The important part is that these limits are centralized and enforced uniformly, not settings buried in each framework’s configuration where they may quietly fail to hold the moment an injected instruction tells the agent to ignore them.
Limits should also scale with the stakes. You will gladly pay more for a task touching production than for a transcript summary. What needs to scale is scrutiny, not budget. When a summary runs long, the limit is guarding your bill, and a block is annoying. When a production task starts burning in an unexpected way, the cost is the least of what could be wrong, so it should stop and check with a human far sooner than a summary would.
There is a subtle bonus here that is easy to miss. Capping the burn can make the agent better, not just cheaper. An April 2026 study, Brief Is Better, found that on function-calling agents, a small reasoning budget produced 64% accuracy while a large one collapsed to 25%. More thinking was not more valuable; in fact, it was a hindrance for the agent.

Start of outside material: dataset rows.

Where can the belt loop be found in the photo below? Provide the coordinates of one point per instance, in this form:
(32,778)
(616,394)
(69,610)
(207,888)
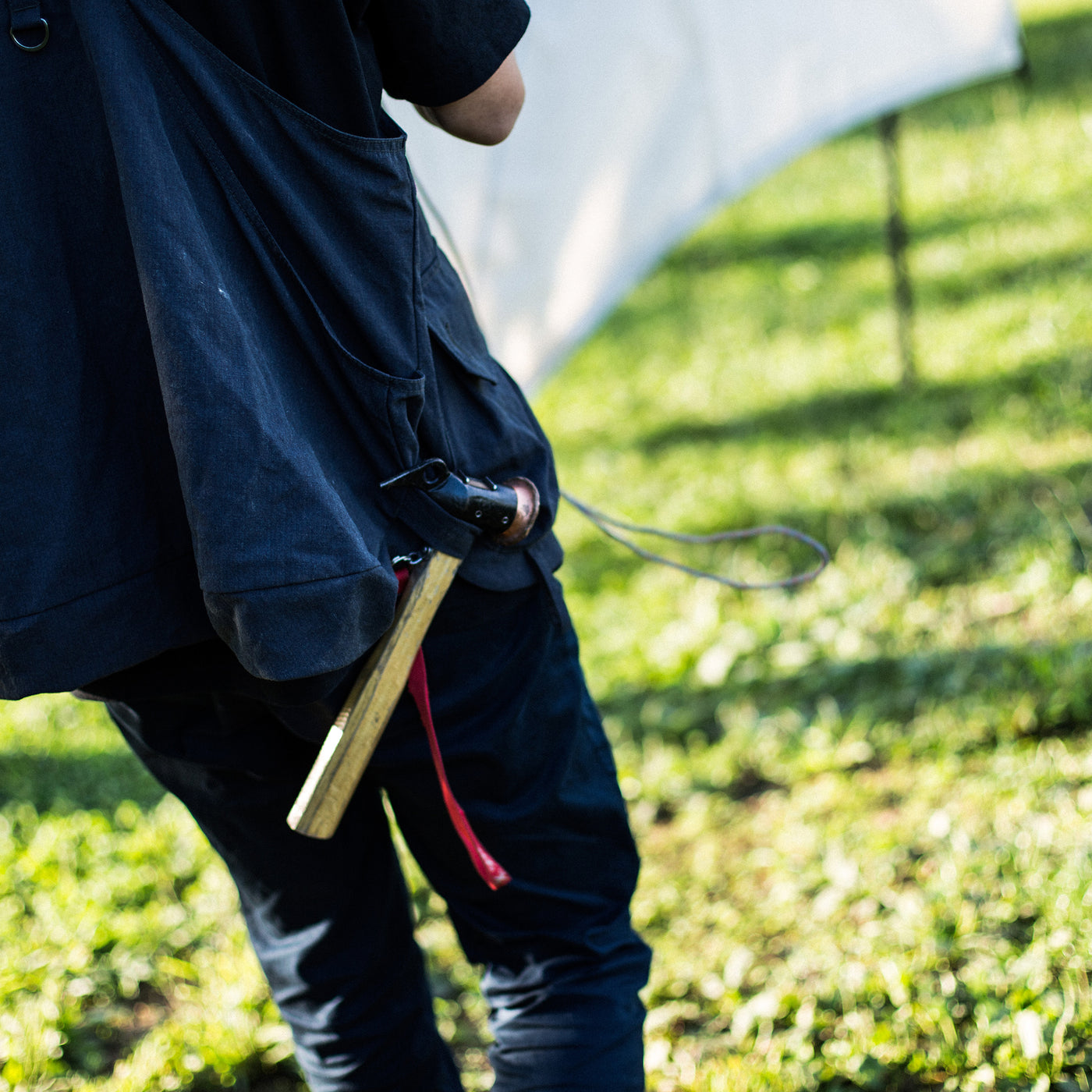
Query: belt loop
(29,29)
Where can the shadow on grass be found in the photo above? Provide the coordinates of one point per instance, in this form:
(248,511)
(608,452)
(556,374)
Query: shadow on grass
(65,783)
(892,699)
(959,535)
(1054,390)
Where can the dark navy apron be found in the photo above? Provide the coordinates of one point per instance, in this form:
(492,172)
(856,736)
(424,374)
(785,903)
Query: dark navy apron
(310,341)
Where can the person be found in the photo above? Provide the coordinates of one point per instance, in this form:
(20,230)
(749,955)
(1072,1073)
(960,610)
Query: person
(224,320)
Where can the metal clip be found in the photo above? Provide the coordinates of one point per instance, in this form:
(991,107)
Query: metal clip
(29,29)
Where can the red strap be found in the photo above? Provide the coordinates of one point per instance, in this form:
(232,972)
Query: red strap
(417,685)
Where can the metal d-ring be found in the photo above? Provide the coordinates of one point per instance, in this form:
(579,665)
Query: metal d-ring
(35,48)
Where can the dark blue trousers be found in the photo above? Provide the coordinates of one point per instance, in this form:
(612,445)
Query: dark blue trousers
(330,920)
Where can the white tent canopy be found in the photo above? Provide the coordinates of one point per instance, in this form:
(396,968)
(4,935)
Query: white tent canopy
(642,116)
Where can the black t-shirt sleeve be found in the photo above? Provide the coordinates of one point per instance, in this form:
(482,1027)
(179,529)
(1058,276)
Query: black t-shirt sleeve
(434,51)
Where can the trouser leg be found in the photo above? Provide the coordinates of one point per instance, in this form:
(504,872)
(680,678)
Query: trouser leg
(529,761)
(329,920)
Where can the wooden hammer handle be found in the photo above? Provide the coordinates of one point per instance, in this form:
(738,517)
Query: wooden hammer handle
(349,745)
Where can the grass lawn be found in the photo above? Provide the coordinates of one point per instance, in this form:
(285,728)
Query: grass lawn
(865,806)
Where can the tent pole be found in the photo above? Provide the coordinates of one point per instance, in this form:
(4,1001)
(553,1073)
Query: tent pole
(897,240)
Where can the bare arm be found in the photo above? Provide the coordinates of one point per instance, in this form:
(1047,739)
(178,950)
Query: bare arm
(485,116)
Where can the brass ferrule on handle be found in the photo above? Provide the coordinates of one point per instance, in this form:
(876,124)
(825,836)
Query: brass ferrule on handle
(504,512)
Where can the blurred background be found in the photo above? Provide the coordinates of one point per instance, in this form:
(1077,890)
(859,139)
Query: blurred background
(864,805)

All of which lands again on the idea that spend is the sum of an agent’s actions. So the place you control what an agent is allowed to do is the same place you control what it is allowed to cost. Cost control and action control are one control surface, not two.
The questions to ask
Organizations need to begin asking some hard questions to wrangle agent costs and mitigate financial risk.
Can you attribute a sudden spend spike to a specific agent, task, and user within minutes, or only to a number on a monthly bill?
Can you set a hard limit at the level of a single task or tool call, or only a ceiling for the whole organization?
When an agent starts looping at 3am, does anything stop it, or do you find out from your bill?
Engineers can feel a $1,500 ceiling every month, but the agents they are running don’t. Until the limit can act on the agent’s behavior in the moment it is spending, you have a potential runaway bill that you might only find out about after the spending is done.